The best advice we ever got from other parents of multiples was to put our kids into a routine from the minute they were born. It was advice that we clung to like Titanic survivors on a life raft as we negotiated our kids' early babyhood - and advice that we still follow even today. Having a routine makes your life and their life much easier to handle - everyone knows what's coming next, there are no battles over routine activities, and in general you end up with a happier and healthier family all around. So that's what we did - we developed a routine, and this routine includes specific Bath Nights. Not because we think you only get dirty on Mondays, but because that way, we KNEW that if we had built in 3 baths a week to the routine, there was no chance of anyone forgetting to do it. We had (and have) bath nights for one reason and one reason only: it saved us our sanity. Literally, DH and I were falling through those days and nights of babyhood - I'm talking thousands of diapers, hundreds of bottles in any given week. So if we knew certain things had to get done on certain days, well, it made everything a lot simpler.

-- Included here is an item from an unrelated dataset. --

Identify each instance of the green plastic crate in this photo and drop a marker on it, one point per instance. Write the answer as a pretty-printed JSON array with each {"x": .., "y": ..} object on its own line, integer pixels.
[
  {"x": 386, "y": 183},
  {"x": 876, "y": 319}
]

Some of you reading this will wonder why, at 9 years old, we still have the bath night routine built in. Surely they are older and our life is more organised now? Here's why: I have no desire to get into a power struggle with my kids. I feel no need to beg, plead, cajole, demand, or even ASK NICELY 4 times for them to get washed. They just know it needs to get done, and they do it without ever being asked. This is a very far cry from a vast majority of my friends, many of whom need to remind, nag, beg, plead, and bribe their kids to take a shower. In our house, it's just a given.

There are plenty of times when I will ask one or more of them to take extra showers or baths, and generally speaking they don't argue about that either. With bath night, they know and I know what is expected and what's going to happen. We all maintain our standards and then some as needed. Simple. No arguing. I'm not sweating the small stuff, and neither are they. It's why we maintain the routine - so that everyone is always on the same page, and I can spend my life as a Mum enjoying my kids rather than having to feel like the fishwife.

The routine is also the reason why my kids don't watch heaps of TV, have (and complete) chores every single day, love to do non-screen time activities, and take responsibility for their pet, their home, their belongings and their lives in general. I'd gladly take ALL of that in exchange for one less shower a week.

And to those of you who, for whatever reason, still think our way of life is disgusting... tell me, how did you manage it with YOUR triplets?